Complementaires santé

Viva - « Le "100 % santé "n’est pas une couverture à 100 % » Jean-Paul Benoit, président des Mutuelles de France

Juillet 2018, par Info santé sécu social

Interview de Jean-Paul Benoit, Président des Mutuelles de France

Quelle est votre réaction à l’annonce du plan « 100 % santé » par la Ministre Agnès Buzyn ?

C’est une mesure positive bien sûr mais qui est en réalité très limitée. En parlant de « 100 % santé », le gouvernement surjoue dans la communication et de ce fait prend le risque de décevoir les Français. Le « 100 % santé » n’a rien de 100 %. Il y a beaucoup d’incertitudes et beaucoup de limites.

Lesquelles ?

Les 4 millions de personnes qui n’ont pas de complémentaire santé n’auront pas un reste à charge zéro puisque ce sont les mutuelles qui supportent une grande partie du remboursement nécessaire. Ceux qui possèdent des contrats les moins chers risquent de voir leur cotisation augmenter. Nous craignons qu’ils soient obligés de renoncer à leur mutuelle ou d’opter pour des formules moins chères, avec moins de prestations, hors des contrats responsables, donc soumises à des taxes plus importantes et qui ne leur donnent pas accès à ce fameux "reste à charge zéro". 10 à 12 millions de personnes pourraient être concernées.

De plus, on estime à 15 à 20 % la population qui va effectivement bénéficier de ce dispositif en optique. On est bien loin du « 100 % santé ». Et puis beaucoup d’équipements ne rentrent pas dans le panier de soins, par exemple, la pardontie, les couronnes en céramique pour le fond de bouche, l’implantologie ou le traitement anti lumière bleue. Pourtant, concernant ce dernier équipement on sait pertinemment qu’il ne s’agit pas d’un gadget mais un élément important de prévention de la DMLA.

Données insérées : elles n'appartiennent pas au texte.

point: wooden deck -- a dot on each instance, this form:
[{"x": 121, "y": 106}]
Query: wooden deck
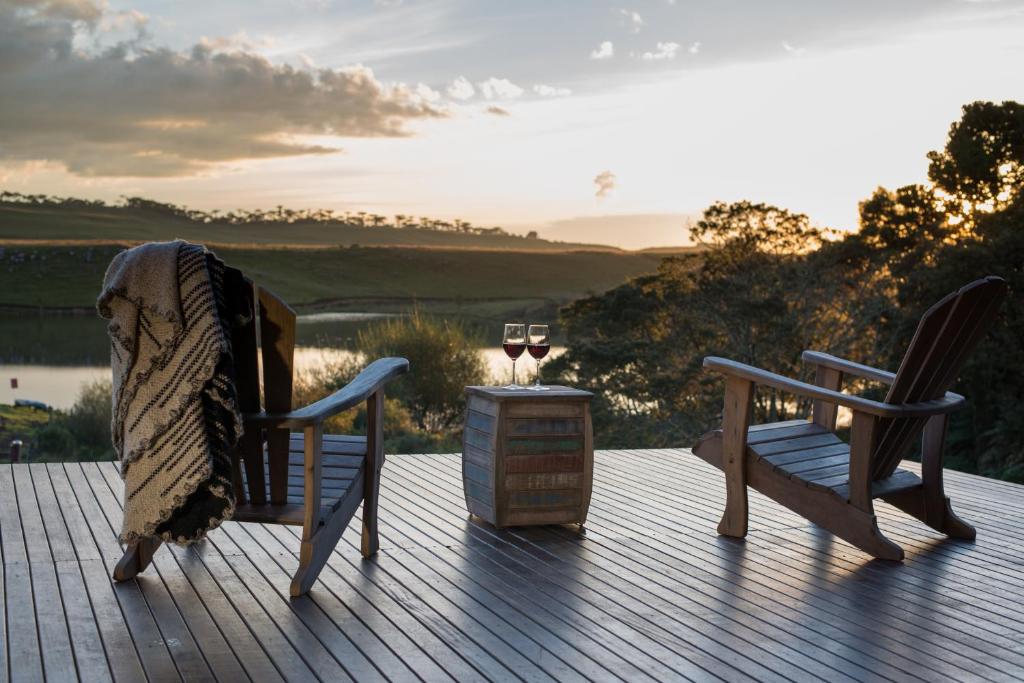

Enfin, ce plan va peser le plus lourdement sur les mutuelles qui couvrent beaucoup de seniors. En créant l’obligation des contrats groupes en entreprise, qui isolent les actifs, on a cassé la solidarité intergénérationnelle. Il ne faudrait pas que ce dispositif accroisse encore les inégalités.

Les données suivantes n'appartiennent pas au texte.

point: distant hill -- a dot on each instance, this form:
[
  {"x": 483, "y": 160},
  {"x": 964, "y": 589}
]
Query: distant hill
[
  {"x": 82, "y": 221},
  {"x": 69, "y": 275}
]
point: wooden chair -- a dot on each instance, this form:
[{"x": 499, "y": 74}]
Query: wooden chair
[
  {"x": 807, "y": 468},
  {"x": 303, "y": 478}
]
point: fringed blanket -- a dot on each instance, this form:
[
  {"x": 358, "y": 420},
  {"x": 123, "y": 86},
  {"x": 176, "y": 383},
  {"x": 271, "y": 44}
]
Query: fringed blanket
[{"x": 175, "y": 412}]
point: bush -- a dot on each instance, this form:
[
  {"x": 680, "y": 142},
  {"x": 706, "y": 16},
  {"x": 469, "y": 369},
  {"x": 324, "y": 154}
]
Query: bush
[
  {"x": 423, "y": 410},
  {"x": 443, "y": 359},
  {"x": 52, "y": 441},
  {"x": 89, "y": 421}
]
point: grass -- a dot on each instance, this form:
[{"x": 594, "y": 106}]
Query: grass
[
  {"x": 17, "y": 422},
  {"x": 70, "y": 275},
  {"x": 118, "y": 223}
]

Vous auriez espéré d’autres mesures ?

En effet. Pour ne pas être inégalitaire la protection sociale doit reposer sur un haut niveau de solidarité nationale. Si dans le cadre de cette réforme, l’assurance maladie fait des efforts sur le dentaire, sur l’optique sa participation reste symbolique. D’autre part, l’accès à la santé, ce n’est pas que la question du remboursement. Le gouvernement n’apporte aucune réponse sur les dépassements d’honoraires des médecins ou sur la pénurie croissante d’offre de soins. Le « 100 % santé », c’est de la communication gouvernementale. Hors, en l’état des annonces tous les acteurs (professionnels de santé, sécu, mutuelles) vont faire un effort, sauf un : l’état. Le reste à charge nul sans augmentation des cotisations, et donc sans exclusions nouvelles, ne pourra être atteint sans la suppression des taxes sur les complémentaires et la baisse de la TVA sur les prothèses qui est actuellement au taux maximum.

Combien ce plan va t-il coûter aux mutuelles ?

Il est beaucoup trop tôt pour le dire, trop de paramètres sont encore inconnus. Par contre la mutualité restera extrêmement vigilante à cette question dans le cadre du comité de suivi mis en place. Toute augmentation du coût pour les mutuelles c’est une augmentation du coût pour les mutualistes. Si ce dispositif conduit à une augmentation supplémentaire des cotisations ce sera un échec pour tous.